Perhaps the most notable development at Eutelsat in recent months has been the decision to appoint Michel de Rosen, with a background in the U.S. and French pharmaceuticals industry, as successor to Giuliano Berretta as Eutelsat’s chief executive. Berretta, who has been Eutelsat’s chief since 1999, will be stepping down from his post in November.

Telesat

Canada’s Telesat appears to be in a holding pattern as it must keep capital spending within the limits set by the company’s debt covenants. But Telesat is weighing offers for at least one of its non-core satellites, and recently freed up cash by ending its long-term Telstar-10/Apstar-2R lease arrangement with APT Satellite Holdings of Hong Kong.

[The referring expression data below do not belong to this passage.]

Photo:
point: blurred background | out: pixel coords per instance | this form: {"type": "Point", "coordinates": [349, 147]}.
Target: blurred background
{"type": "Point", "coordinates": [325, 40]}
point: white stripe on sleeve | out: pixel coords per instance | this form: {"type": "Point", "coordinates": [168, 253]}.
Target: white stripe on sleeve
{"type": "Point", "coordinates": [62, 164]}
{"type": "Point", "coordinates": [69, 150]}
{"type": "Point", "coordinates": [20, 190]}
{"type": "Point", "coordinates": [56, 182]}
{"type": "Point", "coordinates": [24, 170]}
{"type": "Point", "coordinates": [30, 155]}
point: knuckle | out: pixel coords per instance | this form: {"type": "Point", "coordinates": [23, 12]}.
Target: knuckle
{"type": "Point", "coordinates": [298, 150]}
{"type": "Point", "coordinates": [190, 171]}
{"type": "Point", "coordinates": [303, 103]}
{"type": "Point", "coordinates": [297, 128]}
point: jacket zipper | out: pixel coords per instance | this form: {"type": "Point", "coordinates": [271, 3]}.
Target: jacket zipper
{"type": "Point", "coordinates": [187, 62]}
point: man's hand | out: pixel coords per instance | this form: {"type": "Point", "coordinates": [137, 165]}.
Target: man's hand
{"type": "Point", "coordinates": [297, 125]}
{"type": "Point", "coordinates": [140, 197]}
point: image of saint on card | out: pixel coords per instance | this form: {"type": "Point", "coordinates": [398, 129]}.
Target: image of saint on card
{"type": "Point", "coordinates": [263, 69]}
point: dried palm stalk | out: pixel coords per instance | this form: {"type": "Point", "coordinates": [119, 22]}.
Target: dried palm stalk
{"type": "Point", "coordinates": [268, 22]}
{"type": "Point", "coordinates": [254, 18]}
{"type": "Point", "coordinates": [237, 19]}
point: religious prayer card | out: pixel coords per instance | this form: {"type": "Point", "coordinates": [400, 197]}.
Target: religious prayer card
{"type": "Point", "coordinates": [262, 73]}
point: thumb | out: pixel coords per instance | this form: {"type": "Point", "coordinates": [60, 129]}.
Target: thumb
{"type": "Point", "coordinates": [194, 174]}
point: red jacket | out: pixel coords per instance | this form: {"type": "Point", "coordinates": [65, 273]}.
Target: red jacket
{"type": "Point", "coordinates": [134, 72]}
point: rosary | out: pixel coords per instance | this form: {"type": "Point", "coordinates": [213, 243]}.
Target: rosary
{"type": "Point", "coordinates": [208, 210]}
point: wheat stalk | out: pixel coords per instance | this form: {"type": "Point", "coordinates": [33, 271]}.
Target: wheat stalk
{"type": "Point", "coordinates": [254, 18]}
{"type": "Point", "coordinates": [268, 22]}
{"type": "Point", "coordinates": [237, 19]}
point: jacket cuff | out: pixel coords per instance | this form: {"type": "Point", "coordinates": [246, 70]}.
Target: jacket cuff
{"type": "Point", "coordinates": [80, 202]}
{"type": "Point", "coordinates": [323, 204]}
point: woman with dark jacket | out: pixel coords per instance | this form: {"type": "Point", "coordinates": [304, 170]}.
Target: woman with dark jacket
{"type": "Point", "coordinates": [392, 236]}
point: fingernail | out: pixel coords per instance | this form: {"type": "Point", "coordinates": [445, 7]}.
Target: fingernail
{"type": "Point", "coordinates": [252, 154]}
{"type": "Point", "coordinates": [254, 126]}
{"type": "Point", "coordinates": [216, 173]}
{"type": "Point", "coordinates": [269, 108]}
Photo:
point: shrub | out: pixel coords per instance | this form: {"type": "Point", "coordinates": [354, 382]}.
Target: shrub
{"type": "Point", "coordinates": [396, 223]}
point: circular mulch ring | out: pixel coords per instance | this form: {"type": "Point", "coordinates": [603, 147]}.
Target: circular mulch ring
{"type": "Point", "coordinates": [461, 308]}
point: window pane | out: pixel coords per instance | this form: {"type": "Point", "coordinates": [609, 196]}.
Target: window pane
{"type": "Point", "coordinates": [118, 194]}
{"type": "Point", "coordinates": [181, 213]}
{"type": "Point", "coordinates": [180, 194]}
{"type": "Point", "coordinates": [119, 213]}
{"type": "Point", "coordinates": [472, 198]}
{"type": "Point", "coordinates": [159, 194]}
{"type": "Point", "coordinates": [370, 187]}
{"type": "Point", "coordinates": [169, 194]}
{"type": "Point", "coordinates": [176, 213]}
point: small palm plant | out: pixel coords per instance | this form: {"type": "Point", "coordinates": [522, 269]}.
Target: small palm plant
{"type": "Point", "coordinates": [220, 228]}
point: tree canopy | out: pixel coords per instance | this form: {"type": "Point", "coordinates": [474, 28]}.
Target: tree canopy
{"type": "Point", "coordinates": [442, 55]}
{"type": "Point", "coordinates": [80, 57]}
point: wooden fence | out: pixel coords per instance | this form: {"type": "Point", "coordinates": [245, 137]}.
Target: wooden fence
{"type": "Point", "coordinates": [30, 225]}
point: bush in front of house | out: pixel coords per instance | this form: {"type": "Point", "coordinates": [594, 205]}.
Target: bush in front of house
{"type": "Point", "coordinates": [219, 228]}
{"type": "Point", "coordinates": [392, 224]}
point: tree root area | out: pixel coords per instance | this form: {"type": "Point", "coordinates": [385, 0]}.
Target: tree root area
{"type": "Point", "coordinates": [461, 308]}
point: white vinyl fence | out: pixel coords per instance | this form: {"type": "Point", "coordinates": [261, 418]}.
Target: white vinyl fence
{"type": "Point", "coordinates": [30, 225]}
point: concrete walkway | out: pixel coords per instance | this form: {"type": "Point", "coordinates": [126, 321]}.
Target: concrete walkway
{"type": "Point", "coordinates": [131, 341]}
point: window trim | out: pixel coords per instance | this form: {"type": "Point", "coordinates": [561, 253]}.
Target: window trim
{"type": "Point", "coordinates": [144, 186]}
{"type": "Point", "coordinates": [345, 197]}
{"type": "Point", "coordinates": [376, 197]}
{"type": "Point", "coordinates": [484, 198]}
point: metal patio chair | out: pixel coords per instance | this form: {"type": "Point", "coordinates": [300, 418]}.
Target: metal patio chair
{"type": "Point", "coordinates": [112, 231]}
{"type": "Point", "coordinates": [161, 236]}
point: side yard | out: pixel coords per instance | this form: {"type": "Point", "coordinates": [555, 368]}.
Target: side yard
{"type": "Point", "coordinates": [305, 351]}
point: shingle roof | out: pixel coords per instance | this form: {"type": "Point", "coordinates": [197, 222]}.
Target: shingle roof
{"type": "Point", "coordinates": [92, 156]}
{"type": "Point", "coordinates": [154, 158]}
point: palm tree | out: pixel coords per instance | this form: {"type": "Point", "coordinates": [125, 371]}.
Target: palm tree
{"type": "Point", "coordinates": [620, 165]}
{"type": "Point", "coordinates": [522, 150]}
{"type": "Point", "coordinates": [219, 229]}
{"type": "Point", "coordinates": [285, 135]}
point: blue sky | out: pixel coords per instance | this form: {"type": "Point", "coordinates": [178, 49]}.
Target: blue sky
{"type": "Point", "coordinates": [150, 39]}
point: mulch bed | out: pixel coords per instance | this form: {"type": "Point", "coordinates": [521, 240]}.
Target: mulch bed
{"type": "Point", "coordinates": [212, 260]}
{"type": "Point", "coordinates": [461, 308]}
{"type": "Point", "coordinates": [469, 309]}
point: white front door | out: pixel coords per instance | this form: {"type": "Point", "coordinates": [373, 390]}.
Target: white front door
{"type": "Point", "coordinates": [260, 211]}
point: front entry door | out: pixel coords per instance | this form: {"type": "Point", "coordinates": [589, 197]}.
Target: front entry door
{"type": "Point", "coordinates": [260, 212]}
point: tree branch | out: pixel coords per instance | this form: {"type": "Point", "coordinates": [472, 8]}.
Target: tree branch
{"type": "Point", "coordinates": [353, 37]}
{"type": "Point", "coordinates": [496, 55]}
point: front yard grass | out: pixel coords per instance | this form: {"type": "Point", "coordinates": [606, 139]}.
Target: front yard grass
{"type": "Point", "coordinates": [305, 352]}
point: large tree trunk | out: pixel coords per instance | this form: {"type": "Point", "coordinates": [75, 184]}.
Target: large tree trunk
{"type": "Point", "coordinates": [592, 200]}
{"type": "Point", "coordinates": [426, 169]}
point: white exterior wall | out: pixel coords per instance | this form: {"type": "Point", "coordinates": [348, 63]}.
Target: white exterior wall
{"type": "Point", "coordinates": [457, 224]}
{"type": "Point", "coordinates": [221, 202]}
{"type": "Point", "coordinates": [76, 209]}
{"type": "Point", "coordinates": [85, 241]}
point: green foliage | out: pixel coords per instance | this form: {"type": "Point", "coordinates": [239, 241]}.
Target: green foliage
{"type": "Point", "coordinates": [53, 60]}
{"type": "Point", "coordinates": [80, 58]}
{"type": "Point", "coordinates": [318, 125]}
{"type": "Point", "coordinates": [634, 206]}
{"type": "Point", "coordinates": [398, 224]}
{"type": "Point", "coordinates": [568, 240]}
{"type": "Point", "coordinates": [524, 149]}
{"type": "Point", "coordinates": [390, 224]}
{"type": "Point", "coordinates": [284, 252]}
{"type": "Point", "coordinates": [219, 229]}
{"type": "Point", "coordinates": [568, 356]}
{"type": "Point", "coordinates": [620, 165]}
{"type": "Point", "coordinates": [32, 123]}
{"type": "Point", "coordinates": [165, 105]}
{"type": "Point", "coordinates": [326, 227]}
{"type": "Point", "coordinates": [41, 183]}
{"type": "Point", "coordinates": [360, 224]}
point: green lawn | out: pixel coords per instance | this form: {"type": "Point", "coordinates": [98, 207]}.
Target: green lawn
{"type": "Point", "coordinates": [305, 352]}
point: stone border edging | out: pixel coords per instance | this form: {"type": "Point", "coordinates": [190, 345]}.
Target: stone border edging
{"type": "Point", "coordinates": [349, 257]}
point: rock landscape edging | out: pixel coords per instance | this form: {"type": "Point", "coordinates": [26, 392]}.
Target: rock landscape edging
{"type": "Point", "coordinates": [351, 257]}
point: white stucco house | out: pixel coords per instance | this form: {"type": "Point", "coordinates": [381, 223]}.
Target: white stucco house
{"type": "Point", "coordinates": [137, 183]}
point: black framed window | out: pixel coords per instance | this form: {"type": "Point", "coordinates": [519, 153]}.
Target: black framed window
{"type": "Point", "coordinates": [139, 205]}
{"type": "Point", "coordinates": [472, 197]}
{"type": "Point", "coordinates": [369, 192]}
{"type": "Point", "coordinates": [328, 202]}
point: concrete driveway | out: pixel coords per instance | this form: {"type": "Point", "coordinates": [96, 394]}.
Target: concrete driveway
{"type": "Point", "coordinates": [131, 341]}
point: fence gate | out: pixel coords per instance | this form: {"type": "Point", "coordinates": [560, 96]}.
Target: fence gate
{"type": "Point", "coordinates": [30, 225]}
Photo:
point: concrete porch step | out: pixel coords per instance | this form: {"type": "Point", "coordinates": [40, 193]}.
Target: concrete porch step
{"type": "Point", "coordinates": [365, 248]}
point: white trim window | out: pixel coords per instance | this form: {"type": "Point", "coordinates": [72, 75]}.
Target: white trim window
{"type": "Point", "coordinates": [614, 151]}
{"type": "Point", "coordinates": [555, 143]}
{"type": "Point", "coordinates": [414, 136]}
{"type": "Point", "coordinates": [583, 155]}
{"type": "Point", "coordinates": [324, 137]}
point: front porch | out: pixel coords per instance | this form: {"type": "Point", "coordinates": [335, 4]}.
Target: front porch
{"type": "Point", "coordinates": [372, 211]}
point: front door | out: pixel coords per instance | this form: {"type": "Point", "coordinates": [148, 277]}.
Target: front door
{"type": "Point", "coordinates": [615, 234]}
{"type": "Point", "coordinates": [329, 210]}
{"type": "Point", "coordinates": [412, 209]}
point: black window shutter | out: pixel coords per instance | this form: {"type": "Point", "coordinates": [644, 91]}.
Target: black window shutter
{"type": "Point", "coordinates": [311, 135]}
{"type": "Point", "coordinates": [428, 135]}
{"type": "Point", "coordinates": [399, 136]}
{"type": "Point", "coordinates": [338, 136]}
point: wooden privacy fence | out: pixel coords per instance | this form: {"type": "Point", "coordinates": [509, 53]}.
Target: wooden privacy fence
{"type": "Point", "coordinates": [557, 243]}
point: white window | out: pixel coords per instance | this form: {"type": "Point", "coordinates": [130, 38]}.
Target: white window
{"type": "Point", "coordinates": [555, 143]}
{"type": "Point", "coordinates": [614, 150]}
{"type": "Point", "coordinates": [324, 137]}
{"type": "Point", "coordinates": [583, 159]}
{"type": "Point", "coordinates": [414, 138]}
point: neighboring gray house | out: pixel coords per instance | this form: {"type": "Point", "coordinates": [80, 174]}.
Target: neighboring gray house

Terminating the lease, which had been scheduled to end in 2013, will provide Telesat with a $69.5 million refund for advance lease payments it had made to APT. In addition to putting cash into Telesat’s accounts, it will spare the company the decision of whether to replace the satellite, which is scheduled to be put into at least partial retirement in 2012.

Telesat’s immediate future appears inextricably bound to the fortunes of New York-based Loral Space and Communications, which owns a majority economic stake in the company but only minority voting rights. A Canadian pension fund owns the remaining economic and voting-rights shares of Telesat.

It was the Loral purchase of the company that loaded Telesat with its currently large debt load, and Loral has rights to prohibit Telesat from selling assets that could affect the tax status of the Loral acquisition.

The inherent tensions in having a satellite manufacturer as principal shareholder have recently been on display with respect to the ViaSat-1 Ka-band broadband satellite that Loral is building for Carlsbad, Calif.-based ViaSat. Loral won the contract in part because it agreed to purchase a portion of ViaSat-1’s capacity – in principle to resell those rights to Telesat.

The longer it waits before confirming the purchase from Loral, the higher the price Telesat must pay for the ViaSat-1 rights. Nonetheless, as of midyear Telesat had not yet elected to conclude the transaction.

Sky Perfect JSat Corp.

Sky Perfect JSat reported a 1.2 percent decline in revenue for the year ending March 31 before the yen-dollar fluctuations are taken into account. The company’s purchase of Space Communications Corp. in April 2008 has consolidated Sky Perfect’s position in Japan. A change in Japanese law breaking down the barriers between telecommunications and broadcast satellite services also works to the company’s advantage.

JCSat-12, with 30 Ku-band and 12 C-band transponders, is scheduled for launch in early August, and the company also has rights to five Ku-band transponders aboard the Intelsat IS-15 satellite to be launched late this year into the 85 degrees east orbital slot.

In another joint venture, Sky Perfect JSat will co-own the JCSat-110R satellite with Broadcast Satellite System of Japan. The satellite is expected to be launched in 2011.

The company’s growth plan for 2008-2012 assumes steady growth, at 5.5 percent per year, in the number of pay-television subscribers in Japan. With the change in Japanese law relative to military and civil-government use of satellites, Sky Perfect JSat is also positioning itself toward attracting more government business on its spacecraft.

In a May presentation to investors, company management said 2009 would mark the beginning of a “full-scale market offensive” to improve the performance of its satellite business and maintain its position as Asia’s leading satellite fleet operator.